74OA said:
All true, but the big energy companies wouldn't be rushing to complete five new export terminals at a cost of billions if they didn't see a robust overseas market for LNG. In addition to strongly growing demand in China, South America (both facilitated by the new Panama Canal) and non-pipeline countries in Europe (which is adding LNG import terminals), US domestic gas consumption appears to be growing by leaps and bounds, too: GAS
Don't fall into the trap of thinking that if a big multinational thinks it's a good investment that the deal is bulletproof. There are plenty of multi-millionaires or more who have made their money taking advantage of the fact that the
big energy companies reach for the big, high-capex fruit like Tyrannosaurus Rex and forget that their arm are too short to get all of the fruit off the tree.
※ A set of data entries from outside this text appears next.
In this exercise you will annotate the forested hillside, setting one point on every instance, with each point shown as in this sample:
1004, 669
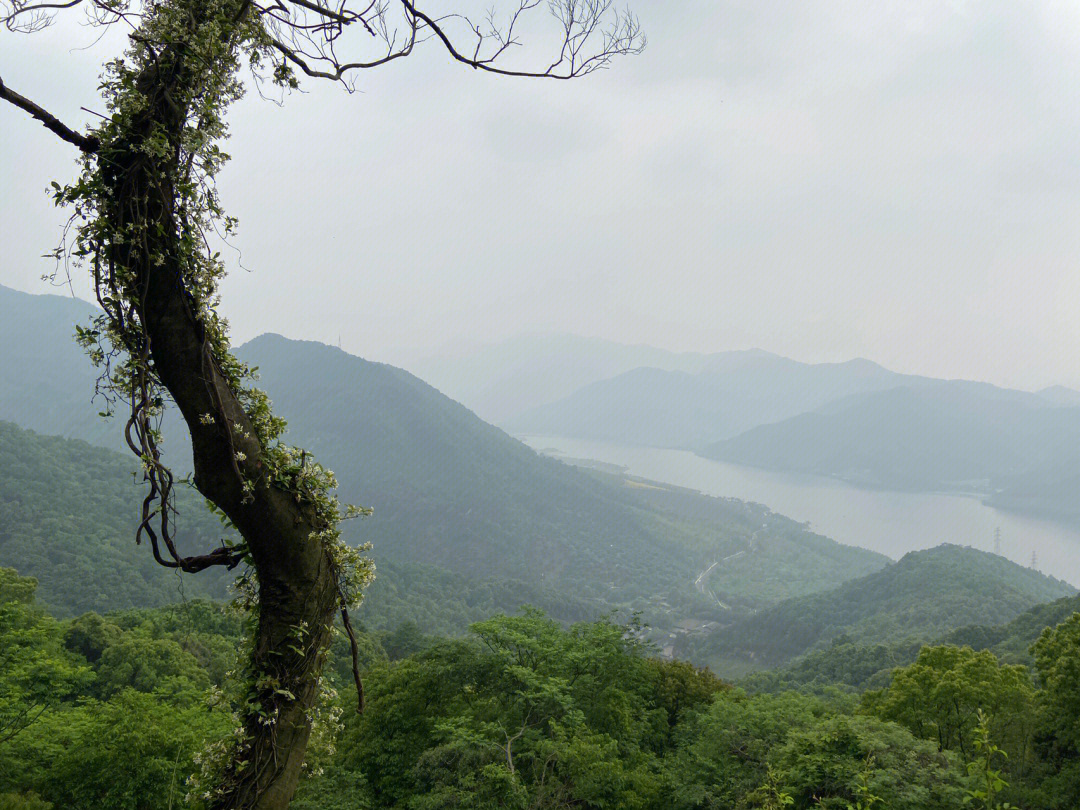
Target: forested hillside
68, 513
919, 598
455, 495
524, 713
XOM, Qatar, COP, Total, BP, Shell, BG, CVX all spent billions of dollars to import LNG into the US. Once Brother George Mitchell's concept of horizontal drilling into shale formations with precision and hydraulic fracturing was proven up -- and ***oshima got wiped out by an earthquake -- US energy prices fell so hard and so fast versus alternatives that there was no arbitrage between extracting worthless gas from some reservoir in some miserable backwater for export to the US. The national champions spent BILLIONS of dollars every year for the option to bring LNG into the US but never made a nickel to offset those fixed costs.
Charif Souki, who could sell ice to Eskimos and condoms to cloistered nuns, has made money on the LNG import craze in the 2000s and now the export craze. His customers are the importers who don't have local resources -- the idiot Spaniards, JKT, India -- all demand side. I include Shell via BG as demand side because of their JKT obligations and the gefucht supply deals they have with Equitorial Guinea, Nigeria and Egypt.
That's probably too much inside baseball, so let me just put this on the table: global LNG demand is a function of national GDP adjusted for carbon and filtered through infrastructure. Supply has historically been sourced from miserable backwaters in which methane is a waste product, only present because of extraction of higher value commodities like NGLs, crude or coal. Look at RasGas and Qatar and the Pars asset, Trinidad or Queensland. Baltics, Snoevit, Sakhalin.
Of those resources, all are remote without viable pipeline gas markets. US produces 70 bcf/d and burns less than that -- but retire a dozen coal plants and have an average winter that puts wind and solar out of the mix, then staple on a trailing hot summer -- US gas prices will make export absolutely inviable.
Which opens up another arbitrage opportunity. LNG can be a fun business if you're fixed costs are low, your charter brokers are good and you bribe the JKT cartel enough to see their tenders. The full path economics are tough to solve over any horizon.